If you’re trying to choose between bankruptcy and debt settlement, know that creditors would prefer to settle their debts with you than have you go the bankruptcy route. Even though settling a debt can mean receiving only 30 to 50 percent of the original balance due, creditors know that if you file for bankruptcy, that can mean they will ultimately end up with nothing.
There are two kinds of debts: secured and unsecured. Debt settlement is usually with unsecured debts. For unsecured debts, there is no collateral given as security in case of default. Credit cards, lines of credit and personal loans are examples of unsecured debts. Creditors usually have no recourse with unsecured debts except to settle for less than what you owe. Given that, if your circumstances have suddenly taken a wrong turn and you explain your financial struggles through a hardship letter, creditors might look to settle the monies owed rather than pushing you over the brink towards bankruptcy.
Secured debts are debts with collateral given as security so that if the borrower defaults on the loan, creditors have the option of taking collateral in payment for it. Homes and auto loans are examples of secured debts. Creditors have a department of loss mitigation that especially takes care of losses in this area. They work with borrowers to ensure that creditors’ losses can be minimized in case of default.

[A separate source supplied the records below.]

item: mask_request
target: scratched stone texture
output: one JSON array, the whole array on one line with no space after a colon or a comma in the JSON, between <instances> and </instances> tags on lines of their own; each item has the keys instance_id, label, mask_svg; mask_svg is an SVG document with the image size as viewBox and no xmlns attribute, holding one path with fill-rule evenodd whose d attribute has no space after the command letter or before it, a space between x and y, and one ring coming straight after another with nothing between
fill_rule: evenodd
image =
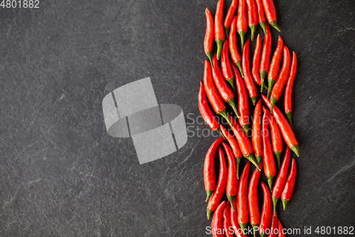
<instances>
[{"instance_id":1,"label":"scratched stone texture","mask_svg":"<svg viewBox=\"0 0 355 237\"><path fill-rule=\"evenodd\" d=\"M197 93L204 9L214 14L217 1L40 1L0 9L0 236L208 236L202 170L215 134L198 118ZM273 51L280 35L297 55L300 150L280 219L354 226L355 1L275 4ZM131 138L107 135L102 101L147 77L159 104L182 107L189 139L140 165Z\"/></svg>"}]
</instances>

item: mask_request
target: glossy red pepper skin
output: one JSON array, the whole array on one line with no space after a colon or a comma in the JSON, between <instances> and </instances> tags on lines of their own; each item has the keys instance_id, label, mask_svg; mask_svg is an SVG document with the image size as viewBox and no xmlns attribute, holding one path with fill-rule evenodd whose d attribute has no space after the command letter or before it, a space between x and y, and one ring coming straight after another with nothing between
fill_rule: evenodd
<instances>
[{"instance_id":1,"label":"glossy red pepper skin","mask_svg":"<svg viewBox=\"0 0 355 237\"><path fill-rule=\"evenodd\" d=\"M212 195L216 187L216 177L214 174L214 155L219 143L223 141L223 137L218 137L211 144L204 157L204 164L203 168L203 179L204 181L204 189L206 190L206 201Z\"/></svg>"},{"instance_id":2,"label":"glossy red pepper skin","mask_svg":"<svg viewBox=\"0 0 355 237\"><path fill-rule=\"evenodd\" d=\"M273 53L273 58L271 59L271 63L270 63L270 69L268 73L268 99L271 93L271 89L273 89L273 85L275 81L278 78L278 70L280 70L280 62L281 61L281 58L283 56L283 41L281 36L278 36L278 47Z\"/></svg>"},{"instance_id":3,"label":"glossy red pepper skin","mask_svg":"<svg viewBox=\"0 0 355 237\"><path fill-rule=\"evenodd\" d=\"M206 95L207 95L208 101L209 101L213 110L214 110L217 114L224 117L228 123L231 125L231 121L226 117L226 105L224 105L223 100L221 99L213 83L211 65L207 60L204 60L203 84L204 85L204 91L206 92Z\"/></svg>"},{"instance_id":4,"label":"glossy red pepper skin","mask_svg":"<svg viewBox=\"0 0 355 237\"><path fill-rule=\"evenodd\" d=\"M276 204L278 203L278 200L280 198L280 195L281 195L281 191L283 191L283 186L285 186L285 182L286 181L288 166L290 165L290 148L287 147L286 152L285 152L285 157L283 157L283 165L281 166L281 169L278 172L278 177L276 178L275 185L273 186L273 193L271 195L273 204L274 216L276 214Z\"/></svg>"},{"instance_id":5,"label":"glossy red pepper skin","mask_svg":"<svg viewBox=\"0 0 355 237\"><path fill-rule=\"evenodd\" d=\"M295 52L293 52L291 69L290 77L288 78L286 88L285 88L285 98L283 100L285 106L285 114L290 122L292 127L292 88L293 87L293 81L296 75L297 70L297 56Z\"/></svg>"},{"instance_id":6,"label":"glossy red pepper skin","mask_svg":"<svg viewBox=\"0 0 355 237\"><path fill-rule=\"evenodd\" d=\"M286 209L286 205L291 199L292 194L293 193L293 188L295 187L295 181L296 180L296 161L295 159L292 159L291 169L288 174L286 182L283 187L283 192L281 193L281 200L283 201L283 210Z\"/></svg>"},{"instance_id":7,"label":"glossy red pepper skin","mask_svg":"<svg viewBox=\"0 0 355 237\"><path fill-rule=\"evenodd\" d=\"M276 167L273 158L273 149L270 142L268 118L270 112L263 107L264 115L263 115L263 129L261 136L263 137L263 162L264 163L264 172L268 178L270 190L273 190L273 179L276 174Z\"/></svg>"},{"instance_id":8,"label":"glossy red pepper skin","mask_svg":"<svg viewBox=\"0 0 355 237\"><path fill-rule=\"evenodd\" d=\"M264 182L261 182L261 189L263 194L263 209L261 211L261 217L260 218L259 233L261 237L266 236L265 231L270 227L271 218L273 216L273 204L270 191Z\"/></svg>"},{"instance_id":9,"label":"glossy red pepper skin","mask_svg":"<svg viewBox=\"0 0 355 237\"><path fill-rule=\"evenodd\" d=\"M268 108L270 110L271 108L271 103L270 102L270 100L268 100L266 96L264 95L261 95L261 98L268 106ZM275 120L276 120L276 122L278 123L278 128L280 129L280 132L281 132L283 140L286 142L288 147L290 147L290 149L295 152L297 157L299 157L300 151L298 142L295 136L295 133L293 133L291 126L276 105L273 106L273 115Z\"/></svg>"},{"instance_id":10,"label":"glossy red pepper skin","mask_svg":"<svg viewBox=\"0 0 355 237\"><path fill-rule=\"evenodd\" d=\"M273 0L263 0L263 6L264 7L265 14L266 15L268 23L278 30L278 31L280 31L278 26L276 10L275 9Z\"/></svg>"},{"instance_id":11,"label":"glossy red pepper skin","mask_svg":"<svg viewBox=\"0 0 355 237\"><path fill-rule=\"evenodd\" d=\"M219 147L218 147L218 155L219 157L219 175L218 177L216 190L213 192L212 196L211 196L207 204L207 218L209 219L213 211L216 209L219 204L226 188L227 175L226 159L224 158L223 151Z\"/></svg>"},{"instance_id":12,"label":"glossy red pepper skin","mask_svg":"<svg viewBox=\"0 0 355 237\"><path fill-rule=\"evenodd\" d=\"M221 50L225 39L224 30L223 28L223 5L224 0L217 2L216 8L216 16L214 16L214 41L217 44L217 59L221 57Z\"/></svg>"},{"instance_id":13,"label":"glossy red pepper skin","mask_svg":"<svg viewBox=\"0 0 355 237\"><path fill-rule=\"evenodd\" d=\"M256 86L253 81L253 76L251 75L251 72L250 70L250 61L249 61L249 44L250 40L247 40L244 44L244 48L243 48L243 59L241 60L241 69L244 73L244 83L246 85L246 89L249 93L249 97L255 105L256 100L258 99L258 91L256 90Z\"/></svg>"},{"instance_id":14,"label":"glossy red pepper skin","mask_svg":"<svg viewBox=\"0 0 355 237\"><path fill-rule=\"evenodd\" d=\"M213 38L214 36L214 23L213 23L213 18L209 9L204 11L206 14L206 33L204 34L204 41L203 46L204 53L209 59L211 65L212 65L212 46Z\"/></svg>"}]
</instances>

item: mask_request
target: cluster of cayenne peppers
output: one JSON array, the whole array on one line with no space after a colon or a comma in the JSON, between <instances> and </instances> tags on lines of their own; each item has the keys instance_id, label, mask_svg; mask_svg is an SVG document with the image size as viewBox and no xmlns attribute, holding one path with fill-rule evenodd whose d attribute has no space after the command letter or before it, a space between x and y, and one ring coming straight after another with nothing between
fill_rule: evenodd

Creditors don’t want borrowers to default on their mortgages. Before actual foreclosure, lenders will offer various methods to help owners keep their homes. These methods include loan modifications, short refinance, special forbearance and partial claim work to help owners in financial distress. Homes repossessed by lenders cost lenders a hefty sum in repairs, home maintenance and fees associated with selling. Foreclosed homes are usually in a bad physical condition because the owners did not have funds to maintain the homes properly. Before vacating the homes, some angry homeowners ransack their places and take even things that are considered fixtures. Most creditors know that helping owners keep the property is a more profitable solution than trying to repair and sell an improperly maintained house in a buyer’s market.
If you’ve been unable to pay your minimum monthly payments to your creditors for several months, creditors might already have begun calling you in their attempts to collect the debts. Talk or write a letter to your creditors explaining why you have not been able to pay. Whether it’s on account of a sudden loss of income, medical injury, a tragedy in the family or an addition to the family, write to truthfully explain your circumstances. While some creditors will agree to take the settled balance in three or four smaller payments, other creditors will settle only if you are willing to pay in one lump sum. Make a savings account and begin to save a sum of money that is 40 to 50 percent of the balance in your account before contacting your creditor for negotiations. Offering one lump payment might result in a lower amount as settlement and help your creditor to readily agree to the settlement in the first place.